Ahead of Hitler’s arrival, the inhabitants of the village of Brûly-de-Pesche were forced out of their homes on 28 May, the village church became the German HQ, and the village school their map room. Hitler flew in on 6 June, and set to work preparing the peace terms for France, in which he returned what he saw as the humiliations imposed on the Germans in the 1918 Armistice. Settling old scores was important to the Führer. Hitler was quartered in one of two heavily reinforced bunkers built above ground in woodland outside the village. Both bunkers have survived intact: one of them is open to the public.
During his three weeks at Brûly-de-Pesche, Hitler made several short tours away, including a day-trip on 21 June to Rethondes in northern France to conclude the Armistice agreement with Marshal Pétain, in the same railway carriage where the 1918 Armistice was signed. That evening he returned to Brûly, and on the following day France capitulated. On 25 June trumpets signalled the cessation of fighting, and three days later Hitler left his Belgian bunker for the last time to fly back to Germany.

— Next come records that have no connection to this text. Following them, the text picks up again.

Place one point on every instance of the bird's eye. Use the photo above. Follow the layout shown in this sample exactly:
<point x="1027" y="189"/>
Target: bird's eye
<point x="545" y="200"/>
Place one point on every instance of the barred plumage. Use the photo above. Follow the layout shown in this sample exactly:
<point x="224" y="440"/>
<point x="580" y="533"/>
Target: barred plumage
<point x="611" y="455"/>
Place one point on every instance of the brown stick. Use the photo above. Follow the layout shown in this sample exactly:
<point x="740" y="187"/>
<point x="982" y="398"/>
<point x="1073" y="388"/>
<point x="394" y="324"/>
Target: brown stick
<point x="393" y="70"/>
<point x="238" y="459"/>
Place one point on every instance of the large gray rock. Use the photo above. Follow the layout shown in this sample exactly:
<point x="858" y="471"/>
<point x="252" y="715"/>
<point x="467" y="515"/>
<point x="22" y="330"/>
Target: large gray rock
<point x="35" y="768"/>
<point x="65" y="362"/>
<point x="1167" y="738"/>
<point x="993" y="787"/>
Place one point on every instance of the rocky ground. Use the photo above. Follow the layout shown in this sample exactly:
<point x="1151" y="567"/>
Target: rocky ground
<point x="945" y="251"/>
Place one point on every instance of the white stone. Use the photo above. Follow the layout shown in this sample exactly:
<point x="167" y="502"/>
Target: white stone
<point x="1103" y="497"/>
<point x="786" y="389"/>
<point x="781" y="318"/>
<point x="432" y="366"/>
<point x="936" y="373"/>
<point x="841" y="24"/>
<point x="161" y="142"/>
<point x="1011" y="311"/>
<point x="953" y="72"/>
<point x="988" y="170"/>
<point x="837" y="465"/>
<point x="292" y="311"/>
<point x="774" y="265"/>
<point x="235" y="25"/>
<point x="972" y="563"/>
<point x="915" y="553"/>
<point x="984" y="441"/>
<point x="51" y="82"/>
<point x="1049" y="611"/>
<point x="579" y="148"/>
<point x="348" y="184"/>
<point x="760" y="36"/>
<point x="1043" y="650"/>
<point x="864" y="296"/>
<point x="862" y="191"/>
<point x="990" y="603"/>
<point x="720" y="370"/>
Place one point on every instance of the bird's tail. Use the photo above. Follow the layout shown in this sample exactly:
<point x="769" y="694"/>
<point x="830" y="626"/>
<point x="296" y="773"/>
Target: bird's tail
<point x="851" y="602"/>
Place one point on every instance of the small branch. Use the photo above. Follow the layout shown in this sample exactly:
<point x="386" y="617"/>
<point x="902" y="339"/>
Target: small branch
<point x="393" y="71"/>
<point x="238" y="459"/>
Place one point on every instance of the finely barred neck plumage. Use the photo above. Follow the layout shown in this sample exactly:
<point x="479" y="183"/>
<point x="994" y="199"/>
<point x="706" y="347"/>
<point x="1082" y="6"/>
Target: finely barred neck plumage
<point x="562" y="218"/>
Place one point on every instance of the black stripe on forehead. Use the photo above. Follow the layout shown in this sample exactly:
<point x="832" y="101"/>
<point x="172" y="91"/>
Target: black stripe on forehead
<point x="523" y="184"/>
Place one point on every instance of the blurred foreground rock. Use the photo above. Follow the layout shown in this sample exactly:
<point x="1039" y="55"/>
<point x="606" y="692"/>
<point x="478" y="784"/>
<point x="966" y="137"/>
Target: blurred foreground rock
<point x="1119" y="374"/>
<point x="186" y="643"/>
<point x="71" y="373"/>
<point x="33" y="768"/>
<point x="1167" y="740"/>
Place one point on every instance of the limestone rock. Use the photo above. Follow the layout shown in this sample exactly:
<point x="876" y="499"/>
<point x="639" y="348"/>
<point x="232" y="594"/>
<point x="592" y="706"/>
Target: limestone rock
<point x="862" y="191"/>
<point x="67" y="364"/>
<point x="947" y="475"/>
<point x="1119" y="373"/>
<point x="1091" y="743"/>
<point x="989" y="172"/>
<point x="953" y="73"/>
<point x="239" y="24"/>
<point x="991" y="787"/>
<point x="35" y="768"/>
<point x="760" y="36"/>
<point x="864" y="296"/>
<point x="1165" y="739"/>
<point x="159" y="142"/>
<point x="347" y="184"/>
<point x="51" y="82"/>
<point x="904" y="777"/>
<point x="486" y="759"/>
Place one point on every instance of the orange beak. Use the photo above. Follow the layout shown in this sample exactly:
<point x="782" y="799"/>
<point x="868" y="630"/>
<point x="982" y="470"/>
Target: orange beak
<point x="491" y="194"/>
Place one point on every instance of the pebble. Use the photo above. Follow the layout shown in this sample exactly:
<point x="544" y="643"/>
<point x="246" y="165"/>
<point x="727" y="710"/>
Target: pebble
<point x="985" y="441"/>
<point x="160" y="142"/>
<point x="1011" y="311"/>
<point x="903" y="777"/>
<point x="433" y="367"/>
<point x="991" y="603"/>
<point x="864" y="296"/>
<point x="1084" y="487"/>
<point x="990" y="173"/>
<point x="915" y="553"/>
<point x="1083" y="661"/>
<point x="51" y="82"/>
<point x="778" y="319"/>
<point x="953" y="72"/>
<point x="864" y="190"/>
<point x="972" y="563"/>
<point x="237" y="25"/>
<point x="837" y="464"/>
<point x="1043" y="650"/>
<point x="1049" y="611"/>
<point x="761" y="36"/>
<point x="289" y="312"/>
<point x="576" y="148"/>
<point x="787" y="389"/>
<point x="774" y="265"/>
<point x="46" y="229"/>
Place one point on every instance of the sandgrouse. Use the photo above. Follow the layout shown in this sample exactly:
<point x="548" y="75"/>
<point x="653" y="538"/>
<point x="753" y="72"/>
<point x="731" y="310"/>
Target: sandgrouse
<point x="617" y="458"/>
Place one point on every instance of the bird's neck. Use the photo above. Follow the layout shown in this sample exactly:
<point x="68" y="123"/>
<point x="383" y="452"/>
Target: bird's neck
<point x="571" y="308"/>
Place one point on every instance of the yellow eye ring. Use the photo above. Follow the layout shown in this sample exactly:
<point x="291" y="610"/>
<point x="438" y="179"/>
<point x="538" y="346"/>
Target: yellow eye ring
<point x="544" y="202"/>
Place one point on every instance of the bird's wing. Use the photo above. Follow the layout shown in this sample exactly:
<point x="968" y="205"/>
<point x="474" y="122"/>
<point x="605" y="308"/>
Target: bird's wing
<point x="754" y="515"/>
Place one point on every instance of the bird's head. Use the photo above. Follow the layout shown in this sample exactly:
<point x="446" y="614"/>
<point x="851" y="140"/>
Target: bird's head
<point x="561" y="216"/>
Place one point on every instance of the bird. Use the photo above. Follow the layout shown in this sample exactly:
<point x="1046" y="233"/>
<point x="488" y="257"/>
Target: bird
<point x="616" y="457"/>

After the war, all the German buildings except the concrete bunkers were destroyed, but the chalets have since been rebuilt and turned into museums commemorating a crucial phase of the war. In one of the buildings you can watch a 20-minute film about Hitler’s arrival and view a large collection of photographs charting the German occupation of the area. The other chalet, or ‘pavilion’, is dedicated to the local resistance effort. Group D from the Hotton Resistance Movement consisted of 250 men and women who hid in the forest for nearly three years and worked mainly on the sabotage of the enemy’s lines of communication.
Overlooked by most WW2 historians, Hitler’s Belgian bunker and temporary HQ at Brûly-de-Pesche are symbols of overwhelming German dominance in the first year of hostilities.
While Hitler was plotting the downfall of France, the British were retreating from Dunkirk.
On the Western Front, the Germans would never be so powerful again.